A informação teria sido revelada na delação premiada do tenente coronel Mauro Cid, que afirma que o almirante Almir Garnier, da Marinha, teria sido o único entre os comandantes das três Forças a colocar as tropas à disposição do golpe de Bolsonaro – o brigadeiro Carlos Batista, da Aeronáutica, teria ficado calado.

A reação de Freire Gomes teria ocorrido no dia 24 de novembro quando, em reunião fora da agenda no Palácio do Planalto, Bolsonaro perguntou aos comandantes das três forças se estariam fechados com ele para contestar o resultado das urnas.

Garnier teria aderido prontamente. Já Freire Gomes afirmou que não compactuava com o plano e foi além: “Se o senhor for em frente com isso, serei obrigado a prendê-lo”.

Segundo reportagem de Maria Cristina Fernandes, no Valor, o general tinha conhecimento de que não havia condições para o golpe dentro do Exército. Ele sabia que os comandantes do Sul (Fernando Soares), do Sudeste (Thomaz Paiva), do Leste (André Novaes) e do Nordeste (Richard Nunes) não apoiariam quaisquer aventuras golpistas de Bolsonaro.

Além disso, Freire Gomes estaria ciente de que um golpe dado por Bolsonaro não teria apoio dos Estados Unidos de Joe Biden, tanto de militares, quando de civis. Seis comitivas estadunidenses já teriam vindo ao Brasil em 2022 para dar esse recado a Bolsonaro e às Forças Armadas.

Favores a Bolsonaro

Na delação, Cid ainda teria revelado que Garnier aderiu ao golpe por dever favores a Bolsonaro. Ele foi alçado ao comando da Marinha pelo ex-presidente sem ter comandado nenhuma das esquadras da força – uma pré-condição para se chegar ao topo da carreira.

Garnier também teve a esposa Selma Foligne Crespio de Pinho contratada pelo governo de Jair Bolsonaro na Secretaria-Geral da Presidência poucos meses depois de se aposentar da Marinha, em abril de 2019.

Filho do casal, o advogado Almir Garnier Santos Junior foi contratado pela Engepron em 29 de julho de 2019, no segundo semestre do governo de Jair Bolsonaro, seis meses depois do pai ser alçado ao segundo posto de comando do Ministério da Defesa.

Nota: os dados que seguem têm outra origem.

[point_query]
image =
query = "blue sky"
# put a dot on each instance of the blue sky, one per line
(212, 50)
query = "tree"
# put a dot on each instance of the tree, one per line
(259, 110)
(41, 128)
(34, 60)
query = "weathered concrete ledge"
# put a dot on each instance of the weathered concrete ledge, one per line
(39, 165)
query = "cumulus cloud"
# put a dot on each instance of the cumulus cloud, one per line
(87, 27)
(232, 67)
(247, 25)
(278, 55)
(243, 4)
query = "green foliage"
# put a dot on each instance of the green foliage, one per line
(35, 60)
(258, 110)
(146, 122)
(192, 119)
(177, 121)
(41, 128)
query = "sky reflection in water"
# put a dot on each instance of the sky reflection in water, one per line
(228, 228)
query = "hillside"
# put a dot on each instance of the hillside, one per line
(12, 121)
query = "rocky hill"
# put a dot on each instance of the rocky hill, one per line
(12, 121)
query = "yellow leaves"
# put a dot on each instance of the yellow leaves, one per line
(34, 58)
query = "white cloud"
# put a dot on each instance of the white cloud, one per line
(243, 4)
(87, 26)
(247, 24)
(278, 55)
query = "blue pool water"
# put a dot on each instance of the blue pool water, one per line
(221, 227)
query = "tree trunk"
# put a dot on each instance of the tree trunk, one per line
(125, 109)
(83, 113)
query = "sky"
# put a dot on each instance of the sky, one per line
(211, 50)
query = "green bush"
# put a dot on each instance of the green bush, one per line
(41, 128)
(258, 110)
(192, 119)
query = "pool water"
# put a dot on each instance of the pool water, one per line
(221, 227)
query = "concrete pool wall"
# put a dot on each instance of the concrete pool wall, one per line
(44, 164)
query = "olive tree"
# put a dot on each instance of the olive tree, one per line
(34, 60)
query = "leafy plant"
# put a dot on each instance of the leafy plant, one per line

Segundo a reportagem do Valor, um mês após a reunião, um amigo encontrou Garnier numa sala da Marinha “à paisana, com a barba por fazer, indisposto a participar da cerimônia de transmissão do cargo”.

De fato, o então comandante da Aeronáutica foi o único a não passar o bastão para seu sucessor, o almirante Marcos Olsen, no governo Lula.

Caso seja confirmada a delação de Cid, Garnier – que estaria com problemas de saúde – pode responder por ao menos dois crimes: abolição violenta do Estado Democrático de Direito e tentativa de golpe de Estado.

Na Justiça militar, o almirante pode perder a patente. E mesmo que venha a ser deposto do quadro de oficiais, seu salário será pago na conta da esposa.

Pressão sobre Freire Gomes

Sócio de Eduardo Bolsonaro (PL-SP) na Braz Global Holding, empresa criada em maio do ano passado em Arlington, no Texas, Paulo Generoso antecipou pela rede X (antigo Twitter) o encontro entre Bolsonaro e a cúpula das Forças Armadas, revelado em delação premiada pelo tenente coronel Mauro Cid.

Em sequência de tuites publicado no dia 20 de dezembro de 2022, Generoso confirma que “em reunião esta semana com o alto comando das Forças Armadas, Bolsonaro pediu apoio para barrar o avanço do judiciário sobre os outros poderes e pediu para que a posse de Lula fosse adiada por 6 meses, até que equipe de juristas fizesse uma investigação sobre favorecimento à (SIC) Lula”.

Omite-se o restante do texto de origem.